Location
- 67A Harestane Road Dundee, DD3 0LF Scotland 56°29′43″N 2°59′27″W﻿ / ﻿56.495296°N 2.990696°W

Information
- Type: Primary school
- Local authority: Dundee City Council
- Head teacher: Kelly Flynn
- Gender: Mixed
- Feeder to: Baldragon Academy

= Sidlaw View Primary School =

Sidlaw View Primary School is a co-educational non-denominational primary school in the Downfield area of northern Dundee, Scotland. Managed by Dundee City Council, the school operates from a modern shared educational campus along Harestane Road.

== Campus history and building design ==
In March 2017, Sidlaw View officially relocated into a purpose-built £8.1 million modern facility. Constructed by Robertson Tayside as part of a wider community regeneration project, the two-stream building was built to accommodate up to 400 pupils.

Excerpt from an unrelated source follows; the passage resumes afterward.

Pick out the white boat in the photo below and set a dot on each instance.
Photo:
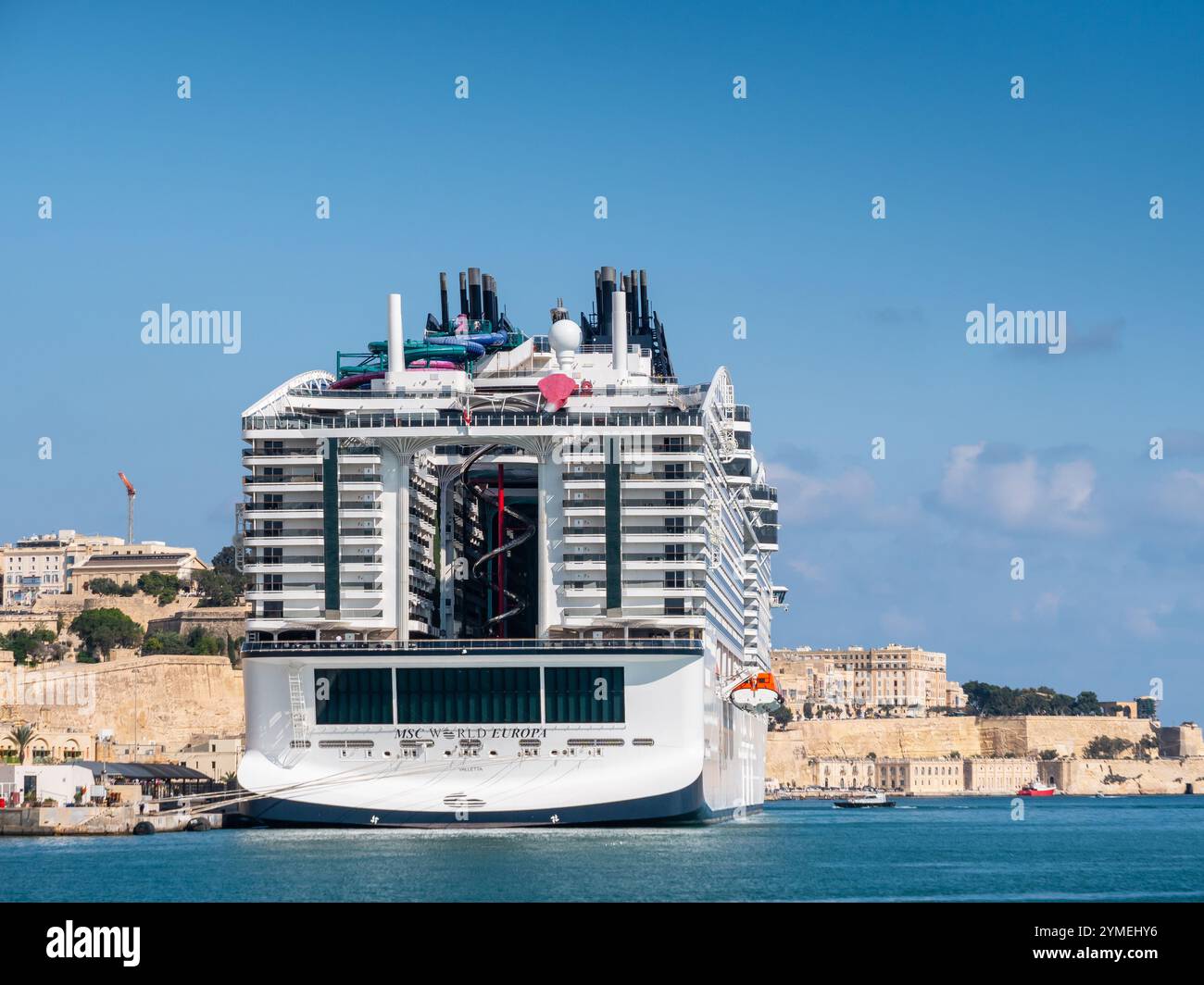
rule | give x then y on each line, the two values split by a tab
877	799
501	580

The architectural layout was deliberately designed to integrate early years education with primary and secondary schooling. The building physically co-locates the primary school with the Jessie Porter Nursery and shares its immediate site with Baldragon Academy. The interior layout of the primary school departs from traditional classroom corridors, featuring expansive break-out spaces, a dedicated production kitchen, and specialised areas tailored specifically for drama and music provision.

== Secondary cluster ==
Pupils completing Primary 7 at Sidlaw View transition across the shared educational campus to attend Baldragon Academy for their secondary education. The physical proximity of the two buildings allows for extensive collaboration between primary and secondary staff, ensuring pupils are socially and academically prepared for their move into S1.